3Nu zaten buiten de poort vier melaatsen bij elkaar. ‘Waarom zouden wij hier blijven zitten tot wij dood gaan?’ zeiden zij tegen elkaar. 4‘We verhongeren als we hier blijven zitten, maar dat doen we ook als we de stad ingaan, daarom kunnen we ons net zo goed gaan overgeven aan het Syrische leger. Als zij ons in leven laten, is dat meegenomen. Als zij ons doden, maakt het niets uit. Wij zouden toch zijn omgekomen.’ 5Tegen de avond gingen zij naar het Syrische kamp, maar daar was niemand meer te bekennen. 6De Here had er namelijk voor gezorgd dat het Syrische leger het lawaai van strijdwagens, het gedreun van paardenhoeven en de geluiden van een naderend groot leger hoorde. ‘De koning van Israël heeft de Hethieten en Egyptenaren gehuurd om ons aan te vallen,’ riepen zij elkaar toe. 7Toen brak er paniek uit, het leger vluchtte de nacht in en liet tenten, paarden, ezels en al het andere achter. 8De melaatsen liepen ondertussen aan de buitenkant van het kamp en gingen enkele tenten binnen. Zij aten en dronken naar hartelust en namen zilver, goud en kleding mee, waarna ze hun buit verstopten.

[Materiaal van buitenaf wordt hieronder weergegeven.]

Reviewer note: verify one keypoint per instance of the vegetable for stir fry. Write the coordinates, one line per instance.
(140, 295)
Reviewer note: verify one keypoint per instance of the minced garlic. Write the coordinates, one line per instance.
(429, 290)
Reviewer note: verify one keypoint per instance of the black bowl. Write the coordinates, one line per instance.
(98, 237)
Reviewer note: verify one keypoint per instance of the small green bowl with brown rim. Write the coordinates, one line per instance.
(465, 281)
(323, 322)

9Ten slotte zeiden zij echter tegen elkaar: ‘Het is niet goed wat wij doen. Wij moeten dit geweldige nieuws ook aan de anderen vertellen. Al zouden we maar tot morgenochtend wachten, dan zou er een ramp over ons komen. Vooruit, laten we teruggaan en het de mensen in het paleis vertellen.’ 10Zij liepen terug naar de stad en vertelden de wachters: ‘Wij zijn naar het Syrische kamp gegaan en hebben het helemaal verlaten aangetroffen. De paarden en ezels stonden vastgebonden en de tenten stonden onaangeroerd. Er was geen mens te bekennen.’ 11De wachters gaven het nieuws door aan de mensen in het paleis. 12De koning kwam ʼs nachts uit bed en zei tegen zijn officieren: ‘Ik weet wat er is gebeurd. De Syriërs weten dat wij verhongeren, daarom hebben zij hun kamp verlaten en zich in de heuvels verborgen. Op die manier hopen zij ons de stad uit te lokken. Als we naar buiten gaan, zullen zij ons aanvallen, ons als slaven gevangennemen en de stad in nemen.’ 13Een van zijn officieren opperde: ‘Laten we verkenners sturen om te kijken wat er aan de hand is. Laat hen vijf van de overgebleven paarden meenemen. Als met hen iets gebeurt, is dat geen groter verlies dan dat zij hier blijven en samen met ons sterven.’ 14Er werden vier tuigpaarden uitgezocht en de koning stuurde enkele wagenmenners eropuit om te kijken waar de Syriërs waren gebleven. 15Zij volgden het spoor van stukken wapenrusting en kleding tot aan de Jordaan. De Syriërs hadden dat alles in hun grote haast weggeworpen. De verkenners keerden terug en vertelden dit aan de koning. 16Daarop stormde de bevolking van Samaria de stad uit om het kamp van de Syriërs te plunderen. Zo werd het werkelijkheid dat acht liter meel en zestien liter gerst die dag voor elf gram zilver werden verkocht, precies zoals de Here had gezegd. 17De koning liet zijn speciale helper het verkeer bij de poort regelen, maar de man werd onder de voet gelopen en stierf toen de inwoners van de stad naar buiten stroomden. Dat was wat Elisa had voorzegd, toen de koning hem de dag daarvoor gevangen wilde nemen. 18Hij had de koning verteld dat meel en gerst de volgende dag voor zo weinig geld zouden worden verkocht. 19De officier van de koning had toen gezegd: ‘Dat kan niet. Zelfs al zou de Here de vensters van de hemel openen, zou dat nog niet kunnen.’ Waarop de profeet had gezegd: ‘U zult het zien gebeuren, maar niet in staat zijn er iets van te eten.’ 20En dat kon hij inderdaad niet, want de mensen liepen hem bij de poort onder de voet.